Дима рассказал Белоусову о своем выговоре, и они решили написать в обком и В. В. Овечкину. Тот все это знал, но, наученный прошлым' опытом, тут ни во что не вмешивался, занял позицию наблюдателя. "Плетью обуха не перешибешь", - был его ответ. Дело тянулось долго, мешало жить и работать. Было много дурных проверок, а иногда и просто   сплетен. Наконец, в конце декабря 52-го года почти все льговское начальство, Белоусова и Ковалева вызвали на бюро обкома в Курск. Данкова исключают из партии и снимают с работы за порочный стиль руководства. Председателя райисполкома и секретаря - тоже. Прокурора переводят в другой район. Снимают выговор с Ковалева. На какое-то время справедливость восторжествовала. Потом Белоусов работал в Орловской области, распутывая дела похлеще льговских, без поддержки партийных органов. По одному такому делу он дошел до высших инстанций и там не получил поддержки и понимания. В трудную минуту, без семьи, на новом месте работы не выдержал натиска внутренних врагов, ушел из жизни. Общество наше в его лице потеряло человека, которому цены не было. Дима до конца своих дней пронес в сердце светлый его образ. Обдумывая свою жизнь, он записывает в дневнике: "Спешу сказать себе, боюсь, что не успею сказать того главного, что осознанно всей моей жизнью. Начать с Победы. Теперь бы только пожинать плоды ее такому герою, как Семен Белоусов - корреспондент "Курской правды", а это главное только начинается, что приводит к гибели героя уже не на войне с фашистами, а в борьбе с внутренними врагами, присвоившими Победу его над ними себе."

А нам борьба за торжество справедливости досталась ценой потери второго сына, который родился в это лихолетье. Скорбь от этой потери немного утихла лишь тогда, когда у нас родился третий сын, слабый, болезненный ребенок, но настолько драгоценный, что, выхаживая его, я забыла, что на свете есть жизнь за стенами нашего дома.

 

Овечкин, хотя и стоял в стороне от этого дела и не вмешивался в конфликт с Данковым, но в нем зрело более глубокое осмысление жизни Льговского района. Ведь недаром он приехал пожить в такую сельскохозяйственную глубинку. Хотелось все увидеть своими глазами и понять то, что не давало покоя, не находило выхода в литературу. До этого конфликта он уже многое успел разглядеть в главном партийном руководителе, побывав на пленумах, активах. Побывал во многих колхозах района, на колхозных собраниях, вволю наговорился с колхозниками и их председателями.
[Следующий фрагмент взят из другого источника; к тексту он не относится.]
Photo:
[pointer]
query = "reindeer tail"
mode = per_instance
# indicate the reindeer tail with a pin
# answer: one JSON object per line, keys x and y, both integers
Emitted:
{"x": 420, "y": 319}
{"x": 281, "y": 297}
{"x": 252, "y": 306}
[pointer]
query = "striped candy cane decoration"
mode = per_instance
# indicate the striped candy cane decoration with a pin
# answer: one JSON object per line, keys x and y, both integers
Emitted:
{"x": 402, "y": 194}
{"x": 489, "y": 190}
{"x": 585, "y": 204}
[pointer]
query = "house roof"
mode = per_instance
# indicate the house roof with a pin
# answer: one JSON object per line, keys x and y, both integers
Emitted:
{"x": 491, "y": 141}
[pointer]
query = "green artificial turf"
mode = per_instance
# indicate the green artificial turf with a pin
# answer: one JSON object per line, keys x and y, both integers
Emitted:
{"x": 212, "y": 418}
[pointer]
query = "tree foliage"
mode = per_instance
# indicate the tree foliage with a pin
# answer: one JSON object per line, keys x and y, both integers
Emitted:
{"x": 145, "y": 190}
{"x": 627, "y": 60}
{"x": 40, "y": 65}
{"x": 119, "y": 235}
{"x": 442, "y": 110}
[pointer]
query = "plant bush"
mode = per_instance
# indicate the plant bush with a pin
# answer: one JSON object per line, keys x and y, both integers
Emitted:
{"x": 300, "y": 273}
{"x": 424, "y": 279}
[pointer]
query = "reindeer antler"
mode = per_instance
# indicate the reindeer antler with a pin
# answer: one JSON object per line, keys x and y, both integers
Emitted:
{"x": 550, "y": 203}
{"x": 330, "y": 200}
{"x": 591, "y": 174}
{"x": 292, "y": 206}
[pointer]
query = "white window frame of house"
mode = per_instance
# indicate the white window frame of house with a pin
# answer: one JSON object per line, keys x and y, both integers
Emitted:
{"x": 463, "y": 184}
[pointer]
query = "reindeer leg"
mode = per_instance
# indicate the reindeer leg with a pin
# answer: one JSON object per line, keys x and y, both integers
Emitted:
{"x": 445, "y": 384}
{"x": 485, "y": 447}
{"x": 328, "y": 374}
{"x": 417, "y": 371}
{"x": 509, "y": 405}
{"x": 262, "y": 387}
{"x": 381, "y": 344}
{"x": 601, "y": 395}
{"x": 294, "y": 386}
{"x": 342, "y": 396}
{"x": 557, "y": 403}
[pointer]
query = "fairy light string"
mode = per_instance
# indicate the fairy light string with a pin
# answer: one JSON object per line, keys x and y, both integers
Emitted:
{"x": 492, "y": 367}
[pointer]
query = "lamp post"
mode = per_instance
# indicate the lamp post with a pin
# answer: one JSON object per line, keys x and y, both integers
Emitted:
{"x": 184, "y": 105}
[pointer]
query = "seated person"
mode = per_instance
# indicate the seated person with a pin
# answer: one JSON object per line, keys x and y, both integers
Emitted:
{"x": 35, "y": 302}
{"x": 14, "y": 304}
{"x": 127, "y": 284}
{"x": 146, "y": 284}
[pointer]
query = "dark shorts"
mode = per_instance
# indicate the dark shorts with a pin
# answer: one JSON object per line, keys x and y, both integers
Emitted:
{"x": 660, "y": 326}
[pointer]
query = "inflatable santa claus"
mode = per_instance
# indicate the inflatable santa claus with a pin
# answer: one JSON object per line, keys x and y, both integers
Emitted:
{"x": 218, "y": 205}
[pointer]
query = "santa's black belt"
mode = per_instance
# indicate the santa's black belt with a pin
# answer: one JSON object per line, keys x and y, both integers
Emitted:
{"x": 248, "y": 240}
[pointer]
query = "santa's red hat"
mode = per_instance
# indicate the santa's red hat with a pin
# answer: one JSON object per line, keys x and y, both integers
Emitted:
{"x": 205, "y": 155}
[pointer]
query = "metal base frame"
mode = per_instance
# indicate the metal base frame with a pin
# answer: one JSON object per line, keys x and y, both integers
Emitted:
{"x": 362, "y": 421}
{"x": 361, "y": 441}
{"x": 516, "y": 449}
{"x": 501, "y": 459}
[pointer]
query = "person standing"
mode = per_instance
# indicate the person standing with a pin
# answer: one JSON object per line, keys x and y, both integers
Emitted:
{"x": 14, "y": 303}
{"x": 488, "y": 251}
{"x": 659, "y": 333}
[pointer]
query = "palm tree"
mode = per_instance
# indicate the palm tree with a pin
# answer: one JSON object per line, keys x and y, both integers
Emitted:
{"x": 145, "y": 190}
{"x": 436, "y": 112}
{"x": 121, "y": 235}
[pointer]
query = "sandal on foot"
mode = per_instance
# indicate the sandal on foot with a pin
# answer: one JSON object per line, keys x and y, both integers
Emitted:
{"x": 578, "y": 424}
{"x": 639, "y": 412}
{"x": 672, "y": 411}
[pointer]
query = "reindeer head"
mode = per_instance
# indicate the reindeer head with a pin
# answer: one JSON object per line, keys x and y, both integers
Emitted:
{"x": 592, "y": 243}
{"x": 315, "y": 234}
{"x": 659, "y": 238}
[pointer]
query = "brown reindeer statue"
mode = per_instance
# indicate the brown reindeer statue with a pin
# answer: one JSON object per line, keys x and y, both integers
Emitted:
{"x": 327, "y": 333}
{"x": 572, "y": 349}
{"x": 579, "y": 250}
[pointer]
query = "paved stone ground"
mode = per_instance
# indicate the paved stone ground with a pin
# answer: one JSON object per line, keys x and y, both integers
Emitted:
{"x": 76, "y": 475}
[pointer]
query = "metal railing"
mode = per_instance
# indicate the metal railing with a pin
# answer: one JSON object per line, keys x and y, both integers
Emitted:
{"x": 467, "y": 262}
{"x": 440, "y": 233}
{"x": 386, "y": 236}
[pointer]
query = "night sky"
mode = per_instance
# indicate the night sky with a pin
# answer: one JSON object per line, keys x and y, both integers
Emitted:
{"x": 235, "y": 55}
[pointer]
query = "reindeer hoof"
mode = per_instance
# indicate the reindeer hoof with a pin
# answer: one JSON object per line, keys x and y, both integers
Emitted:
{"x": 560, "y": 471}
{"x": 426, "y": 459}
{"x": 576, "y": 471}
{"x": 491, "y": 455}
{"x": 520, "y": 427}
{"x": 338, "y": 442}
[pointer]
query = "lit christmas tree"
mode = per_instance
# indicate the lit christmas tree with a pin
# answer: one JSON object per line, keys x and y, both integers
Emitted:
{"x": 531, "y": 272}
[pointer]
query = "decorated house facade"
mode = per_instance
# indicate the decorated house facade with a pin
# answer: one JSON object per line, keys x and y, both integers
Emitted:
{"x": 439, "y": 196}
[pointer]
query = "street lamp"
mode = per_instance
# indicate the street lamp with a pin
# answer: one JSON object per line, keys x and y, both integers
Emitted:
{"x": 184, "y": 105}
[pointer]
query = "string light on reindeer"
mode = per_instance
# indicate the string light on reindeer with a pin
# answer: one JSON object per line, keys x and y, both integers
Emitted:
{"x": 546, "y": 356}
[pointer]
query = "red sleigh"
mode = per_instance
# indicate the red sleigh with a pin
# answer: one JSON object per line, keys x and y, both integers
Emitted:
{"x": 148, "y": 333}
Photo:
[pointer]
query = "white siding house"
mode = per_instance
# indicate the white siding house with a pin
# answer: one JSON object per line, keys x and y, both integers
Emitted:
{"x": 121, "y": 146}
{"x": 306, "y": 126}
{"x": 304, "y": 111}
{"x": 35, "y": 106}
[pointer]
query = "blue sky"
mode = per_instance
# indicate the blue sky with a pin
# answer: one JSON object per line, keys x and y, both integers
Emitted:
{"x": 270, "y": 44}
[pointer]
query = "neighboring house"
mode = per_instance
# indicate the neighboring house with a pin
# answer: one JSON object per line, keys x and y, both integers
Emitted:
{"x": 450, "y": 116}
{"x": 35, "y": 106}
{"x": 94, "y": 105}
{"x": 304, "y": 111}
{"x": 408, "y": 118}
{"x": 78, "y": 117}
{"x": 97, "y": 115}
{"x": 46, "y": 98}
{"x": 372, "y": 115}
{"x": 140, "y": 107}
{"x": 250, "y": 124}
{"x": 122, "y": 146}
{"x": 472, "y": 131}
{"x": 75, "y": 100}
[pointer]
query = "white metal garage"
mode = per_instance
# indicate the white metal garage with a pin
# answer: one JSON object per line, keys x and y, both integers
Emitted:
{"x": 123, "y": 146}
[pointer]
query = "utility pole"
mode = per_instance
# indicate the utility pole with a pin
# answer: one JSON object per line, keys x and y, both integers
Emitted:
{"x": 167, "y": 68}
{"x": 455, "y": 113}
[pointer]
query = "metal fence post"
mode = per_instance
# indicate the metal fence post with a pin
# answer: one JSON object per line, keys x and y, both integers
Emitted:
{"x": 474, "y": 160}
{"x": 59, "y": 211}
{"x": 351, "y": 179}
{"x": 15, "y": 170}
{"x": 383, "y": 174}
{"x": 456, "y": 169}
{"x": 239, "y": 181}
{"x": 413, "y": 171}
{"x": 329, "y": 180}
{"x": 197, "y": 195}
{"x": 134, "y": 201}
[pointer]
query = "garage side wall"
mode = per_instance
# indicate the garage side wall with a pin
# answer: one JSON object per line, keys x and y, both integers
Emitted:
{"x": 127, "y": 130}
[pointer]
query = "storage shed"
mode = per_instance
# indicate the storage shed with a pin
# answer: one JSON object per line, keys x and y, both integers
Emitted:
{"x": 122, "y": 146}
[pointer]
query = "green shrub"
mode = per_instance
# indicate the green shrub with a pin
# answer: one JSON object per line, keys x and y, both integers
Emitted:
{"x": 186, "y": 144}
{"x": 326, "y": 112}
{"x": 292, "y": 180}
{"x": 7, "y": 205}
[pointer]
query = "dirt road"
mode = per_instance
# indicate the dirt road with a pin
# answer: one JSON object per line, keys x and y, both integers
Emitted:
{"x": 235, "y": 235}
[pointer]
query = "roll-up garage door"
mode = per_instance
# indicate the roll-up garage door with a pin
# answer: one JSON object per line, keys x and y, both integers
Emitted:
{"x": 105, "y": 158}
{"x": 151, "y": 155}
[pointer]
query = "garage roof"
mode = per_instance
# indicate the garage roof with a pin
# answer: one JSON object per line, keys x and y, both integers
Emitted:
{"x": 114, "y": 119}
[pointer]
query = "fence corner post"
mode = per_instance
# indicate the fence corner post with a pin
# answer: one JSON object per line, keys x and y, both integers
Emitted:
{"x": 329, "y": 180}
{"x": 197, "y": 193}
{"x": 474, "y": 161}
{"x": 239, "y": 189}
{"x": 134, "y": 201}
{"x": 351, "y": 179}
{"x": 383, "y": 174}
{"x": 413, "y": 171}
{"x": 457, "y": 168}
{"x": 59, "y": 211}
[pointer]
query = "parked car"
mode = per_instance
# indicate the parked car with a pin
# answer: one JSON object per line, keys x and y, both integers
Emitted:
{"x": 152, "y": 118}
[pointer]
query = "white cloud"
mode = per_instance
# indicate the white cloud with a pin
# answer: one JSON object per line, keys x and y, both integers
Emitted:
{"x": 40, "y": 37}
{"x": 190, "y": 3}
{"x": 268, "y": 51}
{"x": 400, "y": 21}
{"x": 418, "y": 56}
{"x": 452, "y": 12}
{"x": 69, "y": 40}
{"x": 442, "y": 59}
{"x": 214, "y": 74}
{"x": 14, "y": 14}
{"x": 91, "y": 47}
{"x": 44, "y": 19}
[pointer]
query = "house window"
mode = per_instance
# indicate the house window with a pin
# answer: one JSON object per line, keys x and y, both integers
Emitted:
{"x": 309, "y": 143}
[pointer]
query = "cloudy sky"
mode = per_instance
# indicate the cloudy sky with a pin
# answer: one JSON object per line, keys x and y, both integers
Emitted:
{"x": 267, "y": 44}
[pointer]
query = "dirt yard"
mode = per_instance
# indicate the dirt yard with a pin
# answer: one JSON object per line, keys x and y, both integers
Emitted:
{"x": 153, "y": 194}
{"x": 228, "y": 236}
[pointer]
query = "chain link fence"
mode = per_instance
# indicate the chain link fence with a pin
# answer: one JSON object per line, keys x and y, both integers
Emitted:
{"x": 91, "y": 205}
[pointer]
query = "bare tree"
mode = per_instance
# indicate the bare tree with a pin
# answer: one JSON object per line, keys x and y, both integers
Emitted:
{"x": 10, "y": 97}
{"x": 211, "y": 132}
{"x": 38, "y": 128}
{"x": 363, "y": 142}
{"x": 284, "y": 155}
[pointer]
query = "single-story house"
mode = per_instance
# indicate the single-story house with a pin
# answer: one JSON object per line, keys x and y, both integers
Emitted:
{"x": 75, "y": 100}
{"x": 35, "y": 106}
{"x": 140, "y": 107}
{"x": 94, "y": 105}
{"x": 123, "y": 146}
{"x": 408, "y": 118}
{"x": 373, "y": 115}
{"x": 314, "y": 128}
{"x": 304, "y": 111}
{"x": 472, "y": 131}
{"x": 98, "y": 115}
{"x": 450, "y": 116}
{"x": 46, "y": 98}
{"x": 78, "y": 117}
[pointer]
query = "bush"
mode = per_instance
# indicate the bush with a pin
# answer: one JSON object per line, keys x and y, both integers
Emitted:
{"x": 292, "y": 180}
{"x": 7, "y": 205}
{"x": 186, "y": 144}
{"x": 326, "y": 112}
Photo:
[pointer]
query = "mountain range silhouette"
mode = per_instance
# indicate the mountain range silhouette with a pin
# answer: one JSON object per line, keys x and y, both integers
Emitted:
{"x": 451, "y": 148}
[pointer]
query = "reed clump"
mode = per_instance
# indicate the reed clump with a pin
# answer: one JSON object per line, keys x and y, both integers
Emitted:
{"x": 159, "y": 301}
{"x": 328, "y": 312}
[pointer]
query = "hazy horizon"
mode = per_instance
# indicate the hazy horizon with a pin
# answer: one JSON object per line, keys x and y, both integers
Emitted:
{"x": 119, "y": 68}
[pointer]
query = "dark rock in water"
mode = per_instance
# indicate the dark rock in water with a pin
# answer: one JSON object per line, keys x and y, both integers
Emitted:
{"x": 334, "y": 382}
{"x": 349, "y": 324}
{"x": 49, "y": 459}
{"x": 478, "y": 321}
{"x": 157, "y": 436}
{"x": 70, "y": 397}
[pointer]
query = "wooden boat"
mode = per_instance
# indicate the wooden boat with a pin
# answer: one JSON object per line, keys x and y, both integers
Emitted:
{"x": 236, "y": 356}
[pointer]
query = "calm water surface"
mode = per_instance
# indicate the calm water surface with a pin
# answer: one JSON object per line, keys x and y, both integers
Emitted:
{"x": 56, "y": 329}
Убедился, что колхозами у нас во многом управляют негодные люди негодными методами. Назрела необходимость менять отношение к труженику земли, начиная с низших до высших партийных работников, менять оценку оплаты труда в колхозах и порядок хлебопоставок. Вот тот материал, из которого рождались его "Районные будни", В письме от 11 марта 1945-го года В. В. пишет: "Дорогой Дима! Прости, что не ответил сразу на твое письмо - замотался, работал, ездил. После каждого нового раздела очерков, отосланного в печать, успокоение не проходит. Тут же, с ноги, принимаюсь за новые главы - как-то сильно "повело" меня по этому циклу. Очень много назрело вопросов и сейчас, после секретарского пленума, по которым совершенно необходимо высказаться немедля, чтобы как-то помочь делу.

 

Читал в N 3 "Нового мира" - "В том же районе"? То, что было в "Правде" "На одном собрании" - главы оттуда. Как? Что говорят читатели об этих вещах?.. Узнал в одной главе из того, что напечатано в "Новом мире", Семена Белоусова и его жену?"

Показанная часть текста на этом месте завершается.